Yes, you can see that this exquisite Aynsley English tea cup has a broken handle. It’s broken, so why don’t I throw it away? After all, I have a cupboard full of unbroken cups. Why not trash it and use a good cup?
I keep it because it is precious to me. My pastor’s wife gave it to Walt and me for a wedding gift way back in 1948.
I keep it because it’s beautiful to me. The delicate and unusual shape of the saucer, the pretty flowers, the gold rim all combine to make it beautiful. It pleases me.
I keep it because it is still useful. A cup of tea tastes warm and sweet even if I hold it with half a handle.
And I keep it, especially, because it reminds me that though I am flawed and broken, chipped and faded, my dear Heavenly Father loves me and enjoys taking care of me.
Psalm 103:13,14 (nlt) says,
The LORD is like a father to His children,
tender and compassionate to those who fear Him.

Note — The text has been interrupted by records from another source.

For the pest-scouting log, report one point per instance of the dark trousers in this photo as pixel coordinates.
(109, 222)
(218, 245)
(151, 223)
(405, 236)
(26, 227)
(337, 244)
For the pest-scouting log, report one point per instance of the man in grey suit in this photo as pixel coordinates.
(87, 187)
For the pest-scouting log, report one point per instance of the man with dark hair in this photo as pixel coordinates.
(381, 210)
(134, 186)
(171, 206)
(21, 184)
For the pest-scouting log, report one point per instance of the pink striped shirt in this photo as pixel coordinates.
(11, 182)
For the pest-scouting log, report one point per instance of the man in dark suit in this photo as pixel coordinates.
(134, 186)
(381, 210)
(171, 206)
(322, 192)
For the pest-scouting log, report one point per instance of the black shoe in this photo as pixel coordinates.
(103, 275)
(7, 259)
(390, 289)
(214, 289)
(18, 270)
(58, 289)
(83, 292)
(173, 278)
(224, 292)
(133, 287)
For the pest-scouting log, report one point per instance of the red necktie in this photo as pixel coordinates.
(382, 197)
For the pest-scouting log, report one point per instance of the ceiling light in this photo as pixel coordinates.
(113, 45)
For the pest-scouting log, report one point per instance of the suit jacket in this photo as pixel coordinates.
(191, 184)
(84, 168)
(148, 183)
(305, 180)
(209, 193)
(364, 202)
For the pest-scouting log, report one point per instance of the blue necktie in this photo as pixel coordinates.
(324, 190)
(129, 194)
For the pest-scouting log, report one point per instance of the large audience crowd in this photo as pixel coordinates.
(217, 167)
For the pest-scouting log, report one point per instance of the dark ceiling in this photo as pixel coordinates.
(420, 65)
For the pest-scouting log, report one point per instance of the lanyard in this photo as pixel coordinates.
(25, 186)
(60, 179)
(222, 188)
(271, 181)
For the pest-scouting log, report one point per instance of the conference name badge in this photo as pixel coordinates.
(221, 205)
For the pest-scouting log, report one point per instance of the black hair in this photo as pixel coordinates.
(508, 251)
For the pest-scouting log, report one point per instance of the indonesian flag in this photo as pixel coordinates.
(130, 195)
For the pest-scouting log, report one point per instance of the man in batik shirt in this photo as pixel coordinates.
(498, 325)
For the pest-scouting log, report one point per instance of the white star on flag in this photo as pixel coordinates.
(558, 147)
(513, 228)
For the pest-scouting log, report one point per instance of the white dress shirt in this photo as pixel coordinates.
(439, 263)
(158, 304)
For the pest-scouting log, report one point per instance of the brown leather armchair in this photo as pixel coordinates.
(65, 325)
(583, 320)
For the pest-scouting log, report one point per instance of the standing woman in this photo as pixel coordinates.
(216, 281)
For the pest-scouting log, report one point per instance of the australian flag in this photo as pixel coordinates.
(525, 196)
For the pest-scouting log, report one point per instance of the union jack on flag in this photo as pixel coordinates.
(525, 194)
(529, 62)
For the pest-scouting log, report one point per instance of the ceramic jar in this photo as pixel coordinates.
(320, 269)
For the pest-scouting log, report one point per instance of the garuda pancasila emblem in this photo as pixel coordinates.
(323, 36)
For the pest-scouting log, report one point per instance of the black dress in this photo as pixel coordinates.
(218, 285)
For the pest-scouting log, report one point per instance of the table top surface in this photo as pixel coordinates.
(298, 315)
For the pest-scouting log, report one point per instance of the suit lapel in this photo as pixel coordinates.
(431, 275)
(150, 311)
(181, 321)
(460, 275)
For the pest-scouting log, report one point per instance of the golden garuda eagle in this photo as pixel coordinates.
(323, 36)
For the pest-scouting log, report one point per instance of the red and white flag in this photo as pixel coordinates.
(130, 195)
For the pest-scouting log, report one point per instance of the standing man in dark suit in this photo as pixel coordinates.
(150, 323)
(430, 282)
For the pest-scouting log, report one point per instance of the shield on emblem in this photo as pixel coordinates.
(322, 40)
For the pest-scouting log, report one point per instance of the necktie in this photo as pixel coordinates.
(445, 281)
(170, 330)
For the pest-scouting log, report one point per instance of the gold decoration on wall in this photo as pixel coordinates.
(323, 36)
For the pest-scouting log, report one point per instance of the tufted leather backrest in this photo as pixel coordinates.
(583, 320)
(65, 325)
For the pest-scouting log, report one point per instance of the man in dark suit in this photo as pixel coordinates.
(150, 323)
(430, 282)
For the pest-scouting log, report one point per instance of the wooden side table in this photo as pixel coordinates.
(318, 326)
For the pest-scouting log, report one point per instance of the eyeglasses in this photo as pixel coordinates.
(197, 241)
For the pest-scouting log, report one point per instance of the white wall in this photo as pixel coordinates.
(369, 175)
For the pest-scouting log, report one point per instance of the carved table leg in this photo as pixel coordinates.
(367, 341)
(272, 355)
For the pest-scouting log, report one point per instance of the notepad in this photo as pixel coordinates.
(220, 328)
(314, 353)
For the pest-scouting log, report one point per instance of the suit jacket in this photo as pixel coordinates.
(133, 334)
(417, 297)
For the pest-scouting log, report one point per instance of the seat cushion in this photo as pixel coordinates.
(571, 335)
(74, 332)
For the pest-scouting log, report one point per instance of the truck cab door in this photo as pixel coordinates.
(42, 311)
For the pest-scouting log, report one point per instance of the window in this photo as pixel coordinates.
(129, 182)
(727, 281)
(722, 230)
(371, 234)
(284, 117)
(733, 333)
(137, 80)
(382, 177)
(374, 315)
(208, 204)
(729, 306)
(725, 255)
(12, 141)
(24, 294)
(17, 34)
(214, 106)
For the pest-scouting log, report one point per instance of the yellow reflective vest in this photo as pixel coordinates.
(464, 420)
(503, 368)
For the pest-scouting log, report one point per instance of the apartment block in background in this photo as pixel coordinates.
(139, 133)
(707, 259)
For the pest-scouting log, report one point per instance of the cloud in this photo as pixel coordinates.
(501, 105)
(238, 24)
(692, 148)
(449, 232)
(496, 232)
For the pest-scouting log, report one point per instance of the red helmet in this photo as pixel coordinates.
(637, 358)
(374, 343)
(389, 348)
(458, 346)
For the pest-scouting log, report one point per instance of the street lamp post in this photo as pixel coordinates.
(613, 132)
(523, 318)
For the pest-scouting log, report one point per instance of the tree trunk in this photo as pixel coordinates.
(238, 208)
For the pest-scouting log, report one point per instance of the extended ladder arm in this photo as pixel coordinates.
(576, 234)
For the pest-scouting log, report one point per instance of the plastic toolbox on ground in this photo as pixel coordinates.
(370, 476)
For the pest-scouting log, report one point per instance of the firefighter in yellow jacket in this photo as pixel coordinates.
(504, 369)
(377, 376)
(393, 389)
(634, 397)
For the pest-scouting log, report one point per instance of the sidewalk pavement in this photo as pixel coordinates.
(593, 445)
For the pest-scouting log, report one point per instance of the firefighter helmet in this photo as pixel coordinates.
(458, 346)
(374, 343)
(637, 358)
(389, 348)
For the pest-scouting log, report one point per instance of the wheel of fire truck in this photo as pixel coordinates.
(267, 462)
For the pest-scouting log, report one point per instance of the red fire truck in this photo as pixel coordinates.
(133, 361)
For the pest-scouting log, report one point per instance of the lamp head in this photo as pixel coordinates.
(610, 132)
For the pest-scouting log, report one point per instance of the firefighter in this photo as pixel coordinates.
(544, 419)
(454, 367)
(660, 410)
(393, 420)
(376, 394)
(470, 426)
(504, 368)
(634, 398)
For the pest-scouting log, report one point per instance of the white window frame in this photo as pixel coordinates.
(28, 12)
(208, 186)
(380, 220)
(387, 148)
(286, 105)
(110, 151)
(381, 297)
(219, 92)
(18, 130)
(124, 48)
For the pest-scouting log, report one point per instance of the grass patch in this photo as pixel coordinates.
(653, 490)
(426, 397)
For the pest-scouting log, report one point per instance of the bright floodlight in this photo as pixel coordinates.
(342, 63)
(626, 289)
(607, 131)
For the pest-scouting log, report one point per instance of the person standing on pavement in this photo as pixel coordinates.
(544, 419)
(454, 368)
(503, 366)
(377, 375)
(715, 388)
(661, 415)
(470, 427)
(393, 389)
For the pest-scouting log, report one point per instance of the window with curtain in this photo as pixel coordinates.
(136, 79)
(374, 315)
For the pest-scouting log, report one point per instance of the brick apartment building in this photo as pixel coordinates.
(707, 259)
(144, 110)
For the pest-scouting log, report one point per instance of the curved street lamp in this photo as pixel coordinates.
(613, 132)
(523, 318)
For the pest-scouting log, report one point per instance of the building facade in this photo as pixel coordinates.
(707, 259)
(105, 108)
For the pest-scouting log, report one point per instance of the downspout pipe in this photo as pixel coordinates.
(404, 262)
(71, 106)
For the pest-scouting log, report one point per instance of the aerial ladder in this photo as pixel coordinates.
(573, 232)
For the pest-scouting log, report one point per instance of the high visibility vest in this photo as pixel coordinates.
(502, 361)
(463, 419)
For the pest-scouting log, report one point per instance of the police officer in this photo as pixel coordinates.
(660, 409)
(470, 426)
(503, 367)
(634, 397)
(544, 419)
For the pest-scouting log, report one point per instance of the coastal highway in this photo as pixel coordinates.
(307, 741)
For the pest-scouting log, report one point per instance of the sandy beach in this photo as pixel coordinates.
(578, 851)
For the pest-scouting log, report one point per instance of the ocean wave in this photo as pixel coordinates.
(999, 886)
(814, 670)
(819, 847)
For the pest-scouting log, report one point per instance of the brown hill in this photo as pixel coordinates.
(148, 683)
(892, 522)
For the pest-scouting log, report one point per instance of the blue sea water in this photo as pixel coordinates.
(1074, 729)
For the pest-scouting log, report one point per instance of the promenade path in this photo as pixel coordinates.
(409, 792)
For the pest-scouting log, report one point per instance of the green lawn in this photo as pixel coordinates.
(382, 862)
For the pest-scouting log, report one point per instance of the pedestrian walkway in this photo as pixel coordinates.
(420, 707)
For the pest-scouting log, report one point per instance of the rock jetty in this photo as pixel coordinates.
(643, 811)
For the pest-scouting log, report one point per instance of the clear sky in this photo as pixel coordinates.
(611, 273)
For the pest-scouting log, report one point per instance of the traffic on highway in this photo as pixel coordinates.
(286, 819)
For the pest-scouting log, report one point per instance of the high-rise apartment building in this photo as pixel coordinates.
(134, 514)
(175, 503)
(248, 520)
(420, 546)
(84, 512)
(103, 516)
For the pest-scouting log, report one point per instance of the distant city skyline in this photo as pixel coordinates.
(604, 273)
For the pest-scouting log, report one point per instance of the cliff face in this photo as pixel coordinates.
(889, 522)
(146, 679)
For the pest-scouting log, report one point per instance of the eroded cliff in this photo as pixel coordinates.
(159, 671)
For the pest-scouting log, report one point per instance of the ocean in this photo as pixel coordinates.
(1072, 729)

For He understands how weak we are;
He knows we are only dust.
How does God look at all us broken, damaged people? Like a father who takes his little boy in his arms after the child has had a melt-down. He isn’t surprised the child is easily angered, easily frustrated. And he comforts and reassures his son that he still belongs in the family. Sure, he’ll teach the child and reprimand him when he needs it, but his loving arms are always opened wide for comfort.
The father remembers that God made both him and his child out of the dirt of the ground. (Genesis 2:7 says, “And the LORD God formed man of the dust of the ground, and breathed into his nostrils the breath of life; and man became a living being.”)
So God isn’t surprised or disappointed when we fail, when we are rude or deceitful, when we put our own needs and desires above those we should be caring for. “He knows that we are dust.”
Psalm 139:23 says it this way:
He remembered our utter weakness.
His faithful love endures forever.
And He can forgive us because His dear Son gave His life for our redemption.
If God is so gracious, so kind to us in our brokenness, shouldn’t we reflect that grace toward other people who are also flawed and broken? Is it right for us to hold a higher standard for others than we are able to reach ourselves? Should we trash someone who in a moment of weakness failed to keep their own values? Sure, we’ll uphold the law. We’ll expect those in authority to do right. But all authorities in our lives are also human. They too were made out of dirt. They will sometimes fail us.
Thank God that He remembers us in our utter weakness, because His mercy endures forever. May I remember His mercy in my relationships with other broken people. May I look for the good, the beautiful, the precious still to be found in them.